Chiara Di FalcoMay 2, '24
DARK CHOCOLATE BROWNIES WITH ‘PESTO DI PISTACCHIO’ TOPPING


Ingredients:
- 150 gr vegan butter, cut in cubes
- 110 gr light brown sugar
- 75 gr custard sugar
- 75 gr cocoa powder
- 1/2 teaspoon salt
- 1 teaspoon vanilla extract
- 2eggs
- 62 gr AP flour
- 85 gr dark chocolate, chopped in smaller pieces
- 1 spoon ‘Pesto di pistacchio’
- 1/2 spoon maple syrup
- 1/2 spoon water
- A pinch of flaked salt
Instructions:  

Add the butter, the sugars, the cocoa powder and the salt to a heat proof bowl.
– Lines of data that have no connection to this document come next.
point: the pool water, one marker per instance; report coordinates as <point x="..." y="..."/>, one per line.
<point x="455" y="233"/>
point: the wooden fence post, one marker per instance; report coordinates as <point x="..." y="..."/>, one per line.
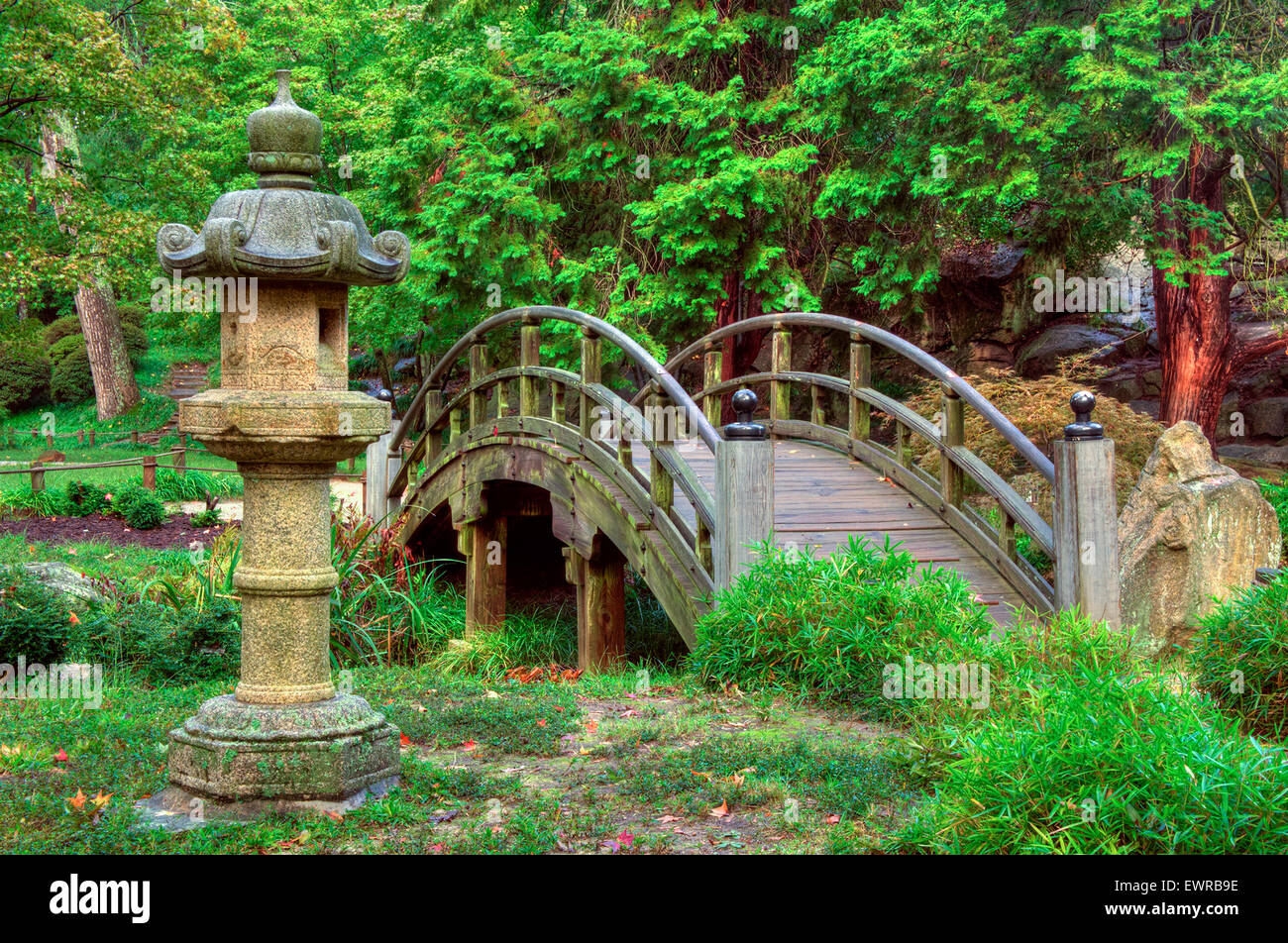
<point x="1086" y="518"/>
<point x="745" y="491"/>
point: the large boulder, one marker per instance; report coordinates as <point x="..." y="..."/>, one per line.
<point x="1192" y="531"/>
<point x="1043" y="353"/>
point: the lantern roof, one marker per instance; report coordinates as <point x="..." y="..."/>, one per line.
<point x="284" y="228"/>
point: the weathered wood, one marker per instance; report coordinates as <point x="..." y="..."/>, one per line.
<point x="662" y="485"/>
<point x="745" y="504"/>
<point x="478" y="395"/>
<point x="1086" y="530"/>
<point x="484" y="575"/>
<point x="781" y="363"/>
<point x="529" y="356"/>
<point x="711" y="367"/>
<point x="861" y="377"/>
<point x="601" y="609"/>
<point x="433" y="437"/>
<point x="952" y="433"/>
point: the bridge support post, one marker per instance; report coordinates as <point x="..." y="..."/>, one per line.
<point x="1086" y="518"/>
<point x="600" y="583"/>
<point x="484" y="575"/>
<point x="745" y="491"/>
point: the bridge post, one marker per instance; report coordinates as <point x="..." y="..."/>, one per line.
<point x="1086" y="518"/>
<point x="745" y="491"/>
<point x="781" y="363"/>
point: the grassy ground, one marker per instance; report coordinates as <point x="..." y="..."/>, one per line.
<point x="600" y="766"/>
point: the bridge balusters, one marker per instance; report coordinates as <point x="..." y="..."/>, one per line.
<point x="529" y="356"/>
<point x="591" y="372"/>
<point x="433" y="414"/>
<point x="660" y="479"/>
<point x="557" y="405"/>
<point x="478" y="369"/>
<point x="711" y="367"/>
<point x="781" y="363"/>
<point x="952" y="432"/>
<point x="861" y="377"/>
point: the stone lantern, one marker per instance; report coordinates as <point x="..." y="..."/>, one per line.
<point x="283" y="412"/>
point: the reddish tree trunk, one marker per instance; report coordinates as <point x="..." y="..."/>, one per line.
<point x="741" y="351"/>
<point x="1196" y="338"/>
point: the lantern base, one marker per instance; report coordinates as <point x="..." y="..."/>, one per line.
<point x="321" y="751"/>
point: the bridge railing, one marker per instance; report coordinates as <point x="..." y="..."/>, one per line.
<point x="605" y="429"/>
<point x="851" y="433"/>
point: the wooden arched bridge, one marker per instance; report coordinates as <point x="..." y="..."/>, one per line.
<point x="648" y="479"/>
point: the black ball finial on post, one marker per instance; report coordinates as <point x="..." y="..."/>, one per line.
<point x="745" y="405"/>
<point x="386" y="395"/>
<point x="1082" y="428"/>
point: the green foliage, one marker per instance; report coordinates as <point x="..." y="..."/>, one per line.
<point x="25" y="372"/>
<point x="828" y="626"/>
<point x="71" y="379"/>
<point x="140" y="506"/>
<point x="35" y="621"/>
<point x="85" y="498"/>
<point x="1239" y="657"/>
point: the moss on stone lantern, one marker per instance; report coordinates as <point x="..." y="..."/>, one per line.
<point x="284" y="415"/>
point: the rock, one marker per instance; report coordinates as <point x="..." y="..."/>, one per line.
<point x="1122" y="386"/>
<point x="982" y="356"/>
<point x="1266" y="416"/>
<point x="1042" y="355"/>
<point x="62" y="578"/>
<point x="1149" y="407"/>
<point x="1192" y="531"/>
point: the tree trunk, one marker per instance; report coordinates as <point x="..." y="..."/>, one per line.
<point x="1194" y="334"/>
<point x="115" y="388"/>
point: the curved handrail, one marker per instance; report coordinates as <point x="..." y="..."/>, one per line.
<point x="656" y="372"/>
<point x="892" y="342"/>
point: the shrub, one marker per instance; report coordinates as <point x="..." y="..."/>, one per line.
<point x="143" y="510"/>
<point x="828" y="626"/>
<point x="136" y="340"/>
<point x="25" y="372"/>
<point x="1278" y="497"/>
<point x="71" y="380"/>
<point x="85" y="498"/>
<point x="1107" y="762"/>
<point x="165" y="644"/>
<point x="1239" y="657"/>
<point x="206" y="518"/>
<point x="60" y="327"/>
<point x="34" y="620"/>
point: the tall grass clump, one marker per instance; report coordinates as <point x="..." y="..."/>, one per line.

Place the bowl on top of a pot with simmering water and mix until the ingredients are melted. Out of the heat, add first the vanilla, then the flour and the chocolate. Stir until all the flour is incorporated. Add the batter to a tray covered with parchment

paper. Bake for 30 minutes at 180C. Take your brownies out of the oven and let it cool down for an hour.
Mix the ‘pesto di pistacchio’, the maple syrup, the water and the salt. Use a spoon to add it on top the brownies. Cut and enjoy!